# Is BMW CPO warranty worth the money?



## mixxalot (Sep 18, 2006)

I just purchased a new 2006 BMW M3 coupe with 18k original miles and it has about 10 months left on the BMW factory warranty and maintenance plan. Dealer is offering me a 2-year BMW CPO warranty for 3-5k and an extended maintenance plan for 2 years for another 2-4k.

Do you recommend this for my new M3 car?

Thanks
-Ben


----------



## kimmy (Apr 20, 2008)

mixxalot said:


> I just purchased a new 2006 BMW M3 coupe with 18k original miles and it has about 10 months left on the BMW factory warranty and maintenance plan. Dealer is offering me a 2-year BMW CPO warranty for *3-5k *and an extended maintenance plan for 2 years for another *2-4k*.
> 
> Do you recommend this for my new M3 car?
> 
> ...


That's one hell of a ball park range!:yikes:

So which is it? That's a $4,000 difference between the high and low figures for the two.


----------



## mixxalot (Sep 18, 2006)

OK here is what dealer is offering me for warranty and service on 2006 BMW M3:

4200 for 2 years CPO BMW extended warranty
3400 for 4 years extended BMW maintenance
1500 for tire protection/replacement of run flats
1484 for lojack

Thanks
Ben


----------



## tturedraider (Nov 11, 2005)

If the car has BMW Assist then LoJack is redundant. With only 18k miles the warranty would be almost pure profit for the dealer (because he'd have to do virtually nothing to bring it to CPO standards) and BMW. I know for a fact the CPO warranty for an '06 E90 330i costs the dealer $1,100 to BMW. Plus whatever they have to spend on the car to bring it up to CPO standards. Just off the top of my head I'm thinking the warranty cost for an '06 M3 might be about $2,200 to BMW.


----------



## energetik9 (Sep 9, 2008)

Well, you are of course getting peace of mind and the question is...is that important to you? I personally have had good luck with CPO. I would easily do CPO instead of a third party warranty. However, every prior BMW I have ever owned ran out of warranty and I have always had good luck with my BMW's (in or out of warranty). $4200 sounds really high to me. Granted it's an M3, but I understood that in general CPO added about $2500.

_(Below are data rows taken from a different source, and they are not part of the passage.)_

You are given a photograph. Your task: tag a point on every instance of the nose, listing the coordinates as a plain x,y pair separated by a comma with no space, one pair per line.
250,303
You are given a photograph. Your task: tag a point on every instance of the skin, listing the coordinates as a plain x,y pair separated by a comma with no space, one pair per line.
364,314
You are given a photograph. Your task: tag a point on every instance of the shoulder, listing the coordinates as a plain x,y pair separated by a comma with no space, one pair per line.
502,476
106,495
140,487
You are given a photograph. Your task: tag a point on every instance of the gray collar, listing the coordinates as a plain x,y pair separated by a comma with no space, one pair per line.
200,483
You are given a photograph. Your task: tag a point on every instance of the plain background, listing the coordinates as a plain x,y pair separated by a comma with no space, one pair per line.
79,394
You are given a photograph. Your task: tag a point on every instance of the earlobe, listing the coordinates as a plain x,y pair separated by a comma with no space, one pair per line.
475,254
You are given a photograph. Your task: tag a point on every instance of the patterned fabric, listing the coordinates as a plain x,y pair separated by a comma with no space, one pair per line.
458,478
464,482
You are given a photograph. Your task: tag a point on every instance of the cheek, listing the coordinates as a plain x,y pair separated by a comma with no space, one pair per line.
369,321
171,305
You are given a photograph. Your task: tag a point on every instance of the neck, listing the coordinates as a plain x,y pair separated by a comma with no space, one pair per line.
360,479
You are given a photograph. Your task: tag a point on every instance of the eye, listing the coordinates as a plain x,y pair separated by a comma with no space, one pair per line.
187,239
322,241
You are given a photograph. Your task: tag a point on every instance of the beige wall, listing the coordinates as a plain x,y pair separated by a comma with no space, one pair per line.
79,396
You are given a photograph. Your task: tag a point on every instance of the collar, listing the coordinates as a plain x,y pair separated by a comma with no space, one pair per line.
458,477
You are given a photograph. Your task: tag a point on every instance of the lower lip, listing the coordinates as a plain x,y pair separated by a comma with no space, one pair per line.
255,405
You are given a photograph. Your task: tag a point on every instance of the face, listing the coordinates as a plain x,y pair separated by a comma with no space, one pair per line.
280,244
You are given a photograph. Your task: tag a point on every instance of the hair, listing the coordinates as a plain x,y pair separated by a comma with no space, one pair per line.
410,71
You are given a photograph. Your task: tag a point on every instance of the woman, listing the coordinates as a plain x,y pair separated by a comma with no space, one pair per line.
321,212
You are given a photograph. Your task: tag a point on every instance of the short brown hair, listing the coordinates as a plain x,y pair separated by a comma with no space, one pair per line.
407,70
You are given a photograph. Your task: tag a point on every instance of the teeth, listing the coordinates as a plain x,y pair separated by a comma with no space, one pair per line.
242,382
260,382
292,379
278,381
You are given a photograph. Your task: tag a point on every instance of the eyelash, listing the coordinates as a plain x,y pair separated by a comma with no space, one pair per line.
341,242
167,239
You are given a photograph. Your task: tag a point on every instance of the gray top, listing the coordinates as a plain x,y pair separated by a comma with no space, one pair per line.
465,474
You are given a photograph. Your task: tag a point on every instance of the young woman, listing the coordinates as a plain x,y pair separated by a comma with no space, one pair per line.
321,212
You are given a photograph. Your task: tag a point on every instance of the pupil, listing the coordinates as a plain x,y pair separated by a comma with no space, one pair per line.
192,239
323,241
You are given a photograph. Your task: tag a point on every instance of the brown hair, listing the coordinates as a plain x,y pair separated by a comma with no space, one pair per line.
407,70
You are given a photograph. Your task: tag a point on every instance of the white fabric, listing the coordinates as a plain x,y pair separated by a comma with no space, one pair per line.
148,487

I'd probably pass on the BMW maintenance. Most have told me there is really no gain. I did purchase wheel and tire due to low profile tires and crappy roads here, but I paid $799 (I think?) for 5 years. I'd pass on lowjack too. Yeah, it's a little extra protection, but BMW assist will solve most of that.


----------



## CLG (Mar 20, 2008)

mixxalot said:


> OK here is what dealer is offering me for warranty and service on 2006 BMW M3:
> 
> 4200 for 2 years CPO BMW extended warranty
> 3400 for 4 years extended BMW maintenance
> ...


That is WAY too much money for a CPO warranty. Are you sure your dealer wasn't offering the full bumper-to-bumper warranty extension (2 years / 50K extra for 6 yrs/100k total miles)? They are two very different things. CPO warranty is pretty good, as far as used car warranties go, but it has large exclusions and a $50 co-pay associated with it that the full extended warranty does not.

Maintenance plan is also way over priced - I got offered one last year for $1800.

The other two were already addressed by other posts...

Hope this helps, or at least makes you ask questions of your dealer. Remember, the prices on all those warranties are negotiable!!

CLG


----------



## imsportsnut (Aug 6, 2006)

Got my 2007 BMW 525i new in Feb 2007 and just purchased it off of my lease. Paid 1700 for CPO and 2000 for Extended maintenance.


----------



## Ucla95 (Jul 23, 2004)

mixxalot said:


> OK here is what dealer is offering me for warranty and service on 2006 BMW M3:
> 
> 4200 for 2 years CPO BMW extended warranty
> 3400 for 4 years extended BMW maintenance
> ...


Dealer cost on the CPO warranty is $3k. You're getting hosed at $4200.


----------



## z06bigbird (Aug 25, 2008)

mixxalot said:


> OK here is what dealer is offering me for warranty and service on 2006 BMW M3:
> 
> 4200 for 2 years CPO BMW extended warranty
> 3400 for 4 years extended BMW maintenance
> ...


Ben,

Dealer forgot to offer:

a. fuzzy dice for an additional $1500.
b. curb feelers for $3800.
c. St. Christopher medal for $2995.

Looks like the vaseline is free.


----------